Thursday, September 5, 2013

Literary Tattoos

You may have guessed that a tattoo comes into play in this week's review book, based on the title The Girl With the Dragon Tattoo. So I'm going to talk about other literary characters with tattoos!

I'm starting with comic book characters, because it's more obvious when they have tattoos because you can see them. In Darth Maul's case, you see them every time you look at him, because they're pretty much everywhere. Some sources call his tattoos the markings of a warrior, and some call them the mark of a Sith lord (which makes less sense, because how many other Sith lords do you see with these? Exactly).

There are actually three versions of The Tattooed Man in Green Lantern. The first (above) appeared in 1963, a sailor-turned-burglar, who conjured real things from his tattoos (as seen above). The second was a cellmate of the first, and his tattoos had arcane powers that could trap people inside. The third's tattoos were the sins of men he had killed; he was murdering people to "sin-graft" their sins onto himself, thereby - in his mind - absolving them.
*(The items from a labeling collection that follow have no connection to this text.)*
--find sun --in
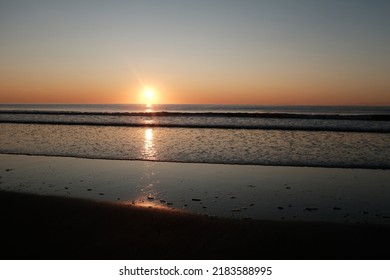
[143,87,156,106]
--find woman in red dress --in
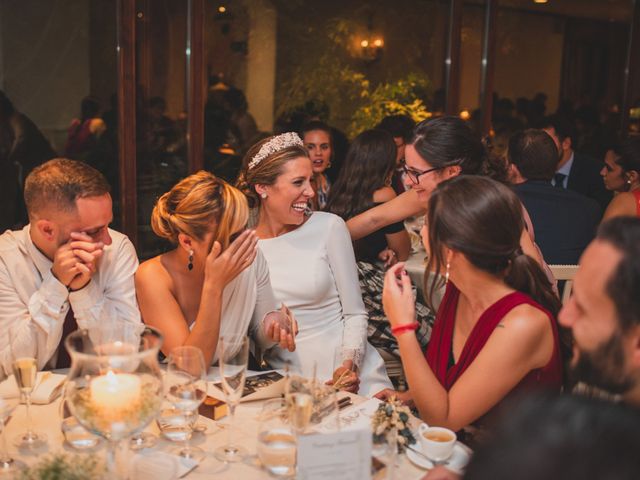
[378,176,562,431]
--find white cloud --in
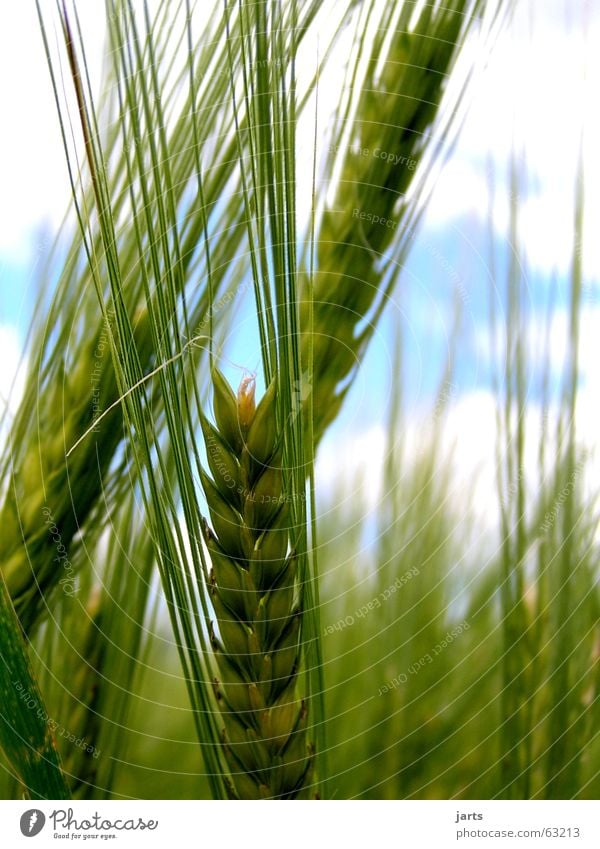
[0,324,25,428]
[426,0,600,278]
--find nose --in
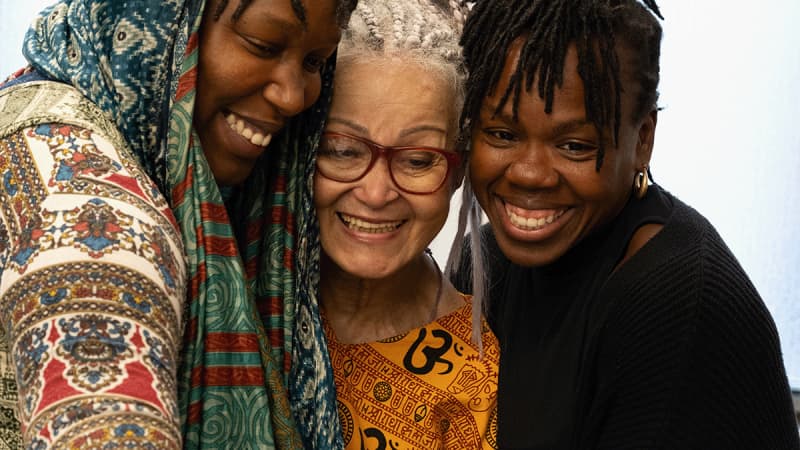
[506,146,560,189]
[353,158,400,209]
[263,61,306,117]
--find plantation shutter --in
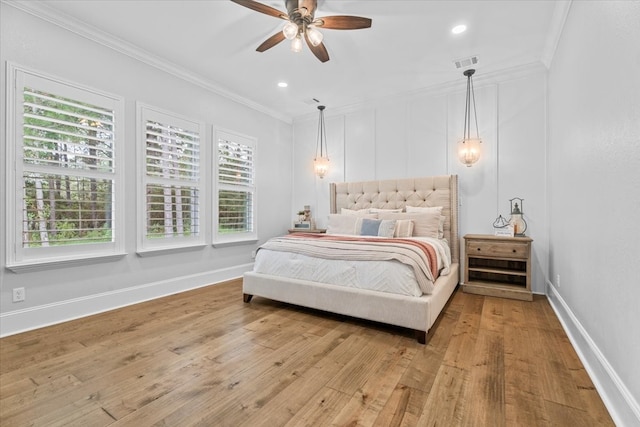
[145,111,200,239]
[22,86,115,248]
[218,133,255,235]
In case you didn't know, Magneto from X-Men grew up in the Auschwitz concentration camp, so he has a prisoner number tattoo. Definitely a different take on tattoos on characters, and a very powerful one.

Tattoos actually show up in Pretties first, as one of many types of vanity "surge" (surgery) available to Pretties. Shay gets jeweled timepieces installed in her eyes which run backwards, because otherwise what's the point? In Specials, Shay and Tally become Specials (spoilers?) and get harsh, intense tattoos like the one pictured above to set them apart from regular Pretties, who would never be allowed to have something so not-happy-making.
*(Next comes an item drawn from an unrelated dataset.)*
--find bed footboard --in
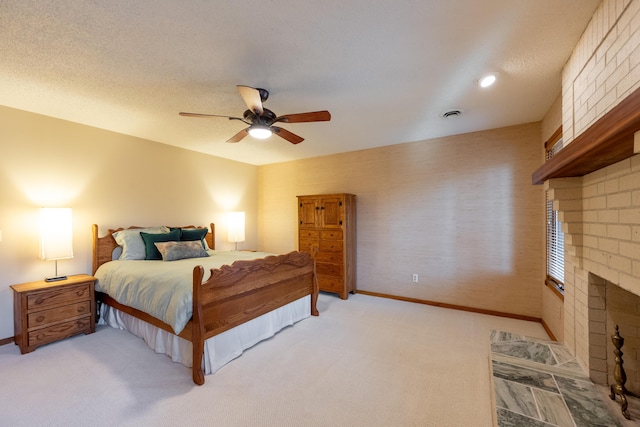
[191,252,318,385]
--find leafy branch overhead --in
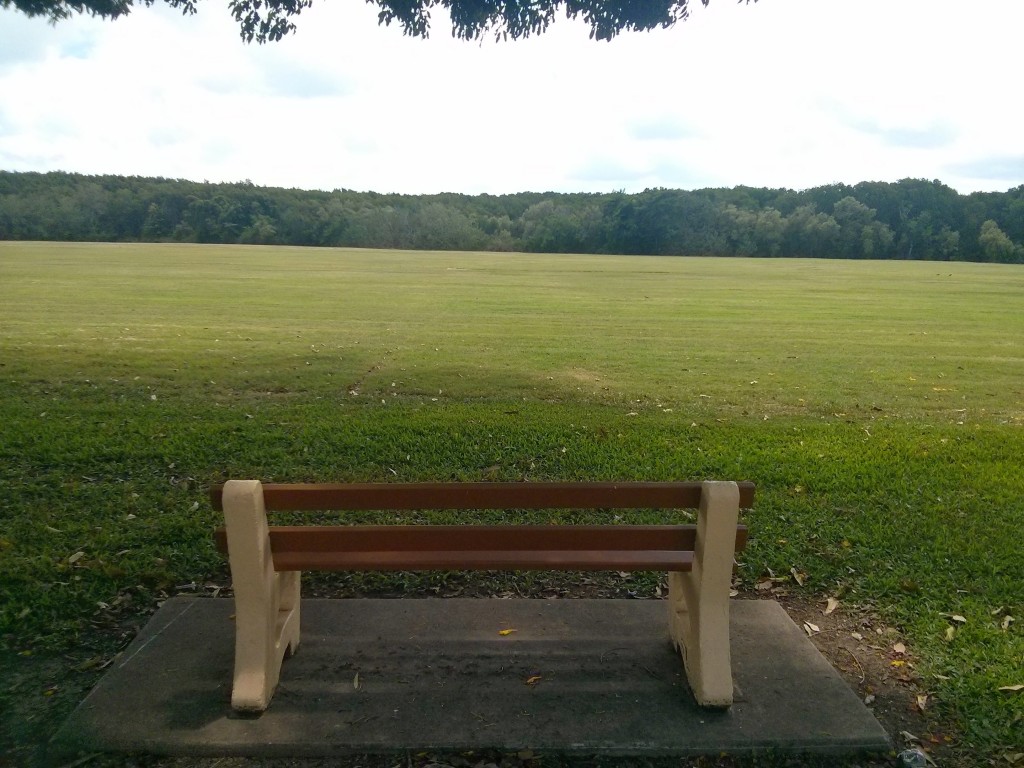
[0,0,757,43]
I, for one, would really like to see the next edition of the Divergent series books with images of tattoos of the factions, like what the Dauntless initiates get.

Remember when we reviewed Sideways Stories from Wayside School and I talked about my favorite children's books? I briefly mentioned a potato tattoo in my summary. That's because Calvin, one of the kids in Mrs. Jewels' class, is told he can get a tattoo for his birthday. (Ignore the fact that they're in elementary school; much weirder things happen in this series.) Everyone suggests things like a snake fighting an eagle, or a tiger, or a sword... he comes back the next day and proudly shows off his tattoo: a potato. Everyone thinks it's stupid, but his explanation is "I like potatoes." It's a nice, non-didactic lesson in being yourself despite what other people think.

The villain of Red Dragon (who is - shockingly! - referred to as Red Dragon, or Francis Dolarhyde) has the tattoo shown on the cover. You may remember it from the movie.

The Illustrated Man by Ray Bradbury is a collection of unrelated short stories tied together by the framing device of the Illustrated Man, a stranger met by our unnamed narrator. His tattoos are animated and tell the various stories in the book. Bradbury used the Illustrated Man again in Something Wicked This Way Comes as an antagonist, where his tattoos are the souls of victims from a carnival. If you've never read "Kaleidoscope" you should (if you're amenable to sad-ish endings). And if you like "Doctor Who," you'll probably like "The Long Rain," set on Venus and ending on lots of madness. I'm also quite fond of "The Fire Balloons," and "The Visitor" and "The City" are a lot like two of the short stories from The Martian Chronicles.

What other tattooed book characters do you know of?


  1. Apparently Mazer Rackham has some serious Maori artwork going on. Do you remember if they ever mentioned that in Ender's Game? I never got to go back and check before I loaned the book out.
    I know quite a few characters with artwork but I was always interested in the authors who made a specific point of avoiding it - not just not having them but justifying it strongly.

    1. In researching this post, I found a lot of discussion online about the tattoos in the Ender's Game movie. Having never read the books, I can't attest to it firsthand, but most of the responses I found stated that he has no tattoos in the books, and it's a purely aesthetic choice by the creators of the film.

      I never thought about characters ACTIVELY not having tattoos... that's a very interesting thought. The default for everyone is not having tattoos, of course, and I read so much YA fiction, it's natural for characters to not have them because they're usually too young to get them legally (if it's set in our world).